She eyed him for an a-ha moment. “You drew the short straw.” She raised her eyebrows to make the statement a question.

This made his face relax. Made him handsome.

A hint of a smile curled his sharply carved masculine lips. “You’re right. It’s not your fault they sent me to...”

“...a town the world seems to have forgotten?” she finished for him.

“I don’t really mind being here. It looks to be a charming place.”

She tried to gauge his sincerity and couldn’t decide. “It could be a charming town again, will be, if we can make some changes.”

He held out his hand toward her, this time in greeting. “I’m Dr. Daniel MacCarey. I teach anthropology at the university.”

She took his hand readily and shook firmly. His handshake was a genuine palm-to-palm and not the fingertips she often got, and strong.

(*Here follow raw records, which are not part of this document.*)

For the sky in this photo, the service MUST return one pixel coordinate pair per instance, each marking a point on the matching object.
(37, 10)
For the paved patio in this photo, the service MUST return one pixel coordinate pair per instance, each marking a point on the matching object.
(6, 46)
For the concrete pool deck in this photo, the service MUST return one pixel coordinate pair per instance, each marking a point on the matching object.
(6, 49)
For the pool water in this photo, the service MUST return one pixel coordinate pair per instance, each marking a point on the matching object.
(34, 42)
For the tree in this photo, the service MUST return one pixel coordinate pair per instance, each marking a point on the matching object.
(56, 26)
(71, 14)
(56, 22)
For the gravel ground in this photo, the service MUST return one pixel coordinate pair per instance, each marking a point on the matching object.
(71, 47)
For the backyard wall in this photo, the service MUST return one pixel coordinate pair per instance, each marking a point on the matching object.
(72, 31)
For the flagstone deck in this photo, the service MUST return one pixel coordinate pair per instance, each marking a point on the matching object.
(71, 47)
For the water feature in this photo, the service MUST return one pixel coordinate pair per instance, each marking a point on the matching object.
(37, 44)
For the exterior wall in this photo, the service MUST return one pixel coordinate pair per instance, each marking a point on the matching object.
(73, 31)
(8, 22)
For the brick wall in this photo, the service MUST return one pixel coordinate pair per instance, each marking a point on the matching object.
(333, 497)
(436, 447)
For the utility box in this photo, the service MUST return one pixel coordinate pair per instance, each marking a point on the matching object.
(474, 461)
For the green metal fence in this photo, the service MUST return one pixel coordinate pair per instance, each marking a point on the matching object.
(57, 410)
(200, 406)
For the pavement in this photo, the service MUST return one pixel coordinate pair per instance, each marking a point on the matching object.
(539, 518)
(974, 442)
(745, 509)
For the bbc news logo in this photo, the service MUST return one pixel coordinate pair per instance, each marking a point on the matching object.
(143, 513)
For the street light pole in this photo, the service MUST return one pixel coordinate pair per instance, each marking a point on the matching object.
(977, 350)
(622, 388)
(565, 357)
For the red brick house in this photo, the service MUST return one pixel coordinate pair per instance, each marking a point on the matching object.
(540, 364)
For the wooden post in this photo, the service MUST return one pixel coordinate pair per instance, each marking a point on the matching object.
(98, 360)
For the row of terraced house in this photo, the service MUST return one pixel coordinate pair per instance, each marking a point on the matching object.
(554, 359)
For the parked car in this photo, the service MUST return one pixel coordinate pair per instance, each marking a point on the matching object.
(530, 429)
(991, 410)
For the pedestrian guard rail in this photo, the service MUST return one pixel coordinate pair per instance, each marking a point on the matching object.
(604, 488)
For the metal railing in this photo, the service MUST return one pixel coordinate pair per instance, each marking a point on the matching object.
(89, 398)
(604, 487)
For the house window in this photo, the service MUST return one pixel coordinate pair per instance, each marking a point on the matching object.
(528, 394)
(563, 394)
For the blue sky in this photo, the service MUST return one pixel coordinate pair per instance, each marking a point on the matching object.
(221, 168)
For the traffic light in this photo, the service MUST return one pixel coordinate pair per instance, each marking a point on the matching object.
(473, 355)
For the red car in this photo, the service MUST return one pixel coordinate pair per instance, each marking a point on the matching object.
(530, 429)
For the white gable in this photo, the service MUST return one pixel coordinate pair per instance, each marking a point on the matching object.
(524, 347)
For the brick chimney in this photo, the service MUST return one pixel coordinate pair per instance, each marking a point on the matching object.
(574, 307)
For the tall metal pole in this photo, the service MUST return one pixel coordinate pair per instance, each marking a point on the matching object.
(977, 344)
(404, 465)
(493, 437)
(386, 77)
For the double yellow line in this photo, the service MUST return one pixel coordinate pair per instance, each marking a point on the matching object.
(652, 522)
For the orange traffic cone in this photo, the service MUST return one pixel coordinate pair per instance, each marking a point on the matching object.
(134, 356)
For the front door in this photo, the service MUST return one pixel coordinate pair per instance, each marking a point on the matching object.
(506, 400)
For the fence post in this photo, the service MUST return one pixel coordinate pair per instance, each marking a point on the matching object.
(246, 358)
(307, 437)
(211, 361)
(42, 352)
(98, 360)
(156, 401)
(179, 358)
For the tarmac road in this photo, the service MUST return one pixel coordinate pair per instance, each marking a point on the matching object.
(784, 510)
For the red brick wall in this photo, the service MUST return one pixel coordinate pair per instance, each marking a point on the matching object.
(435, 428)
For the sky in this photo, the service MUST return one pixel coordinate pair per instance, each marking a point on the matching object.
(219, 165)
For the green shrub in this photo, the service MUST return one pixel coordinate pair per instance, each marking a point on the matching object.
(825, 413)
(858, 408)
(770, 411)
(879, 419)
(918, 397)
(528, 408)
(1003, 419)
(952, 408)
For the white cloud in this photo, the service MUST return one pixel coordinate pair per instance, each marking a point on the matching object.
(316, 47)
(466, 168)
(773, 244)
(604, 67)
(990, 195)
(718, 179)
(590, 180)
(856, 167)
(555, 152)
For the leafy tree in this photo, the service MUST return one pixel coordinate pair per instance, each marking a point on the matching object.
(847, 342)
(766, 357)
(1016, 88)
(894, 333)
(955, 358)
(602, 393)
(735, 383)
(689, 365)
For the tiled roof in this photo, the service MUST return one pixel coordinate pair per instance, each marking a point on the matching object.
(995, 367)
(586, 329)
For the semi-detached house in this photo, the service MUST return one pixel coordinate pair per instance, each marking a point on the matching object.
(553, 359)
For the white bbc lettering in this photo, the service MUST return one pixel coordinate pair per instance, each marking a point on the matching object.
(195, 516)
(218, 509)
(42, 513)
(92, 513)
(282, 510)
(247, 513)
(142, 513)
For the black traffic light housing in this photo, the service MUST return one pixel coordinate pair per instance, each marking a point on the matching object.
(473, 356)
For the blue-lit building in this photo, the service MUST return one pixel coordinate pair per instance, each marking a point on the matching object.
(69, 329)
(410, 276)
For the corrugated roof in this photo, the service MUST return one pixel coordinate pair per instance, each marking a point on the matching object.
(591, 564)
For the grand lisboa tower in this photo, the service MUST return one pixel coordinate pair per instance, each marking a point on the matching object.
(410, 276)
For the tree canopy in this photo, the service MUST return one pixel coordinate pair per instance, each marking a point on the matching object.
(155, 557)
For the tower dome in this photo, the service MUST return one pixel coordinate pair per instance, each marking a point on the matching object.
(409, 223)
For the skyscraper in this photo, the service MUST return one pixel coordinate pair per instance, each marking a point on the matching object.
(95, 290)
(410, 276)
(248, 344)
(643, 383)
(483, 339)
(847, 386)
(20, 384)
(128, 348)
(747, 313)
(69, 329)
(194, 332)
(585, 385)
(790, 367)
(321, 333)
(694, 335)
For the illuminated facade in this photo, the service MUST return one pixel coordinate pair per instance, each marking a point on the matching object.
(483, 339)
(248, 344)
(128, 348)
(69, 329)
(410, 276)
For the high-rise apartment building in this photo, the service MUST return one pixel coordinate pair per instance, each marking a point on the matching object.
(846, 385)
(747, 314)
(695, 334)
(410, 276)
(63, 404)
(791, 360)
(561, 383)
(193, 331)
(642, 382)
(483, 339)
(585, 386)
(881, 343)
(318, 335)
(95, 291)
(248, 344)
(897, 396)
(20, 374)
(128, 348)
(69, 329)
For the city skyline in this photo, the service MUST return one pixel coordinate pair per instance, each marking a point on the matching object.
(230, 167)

“Mia Parker. I’m trying my best to help build up Bailey’s Cove, make it, if not a destination, at least a stopping place on the central Maine coast.” She winced as her words came out sounding like the pitch she had given to the town council when she was seeking permission to renovate the historic building.

“Good, the introductions are all finished. We can get started right away.” Chief Montcalm strode into the back room and gave them each a nod of greeting. He shook Mia’s hand and then Dr. MacCarey’s, giving each of them a direct and steady look in the eyes.

Mia held in a grin at seeing Dr. MacCarey stand up a little straighter, pull his shoulders back a bit. The chief had that effect on people.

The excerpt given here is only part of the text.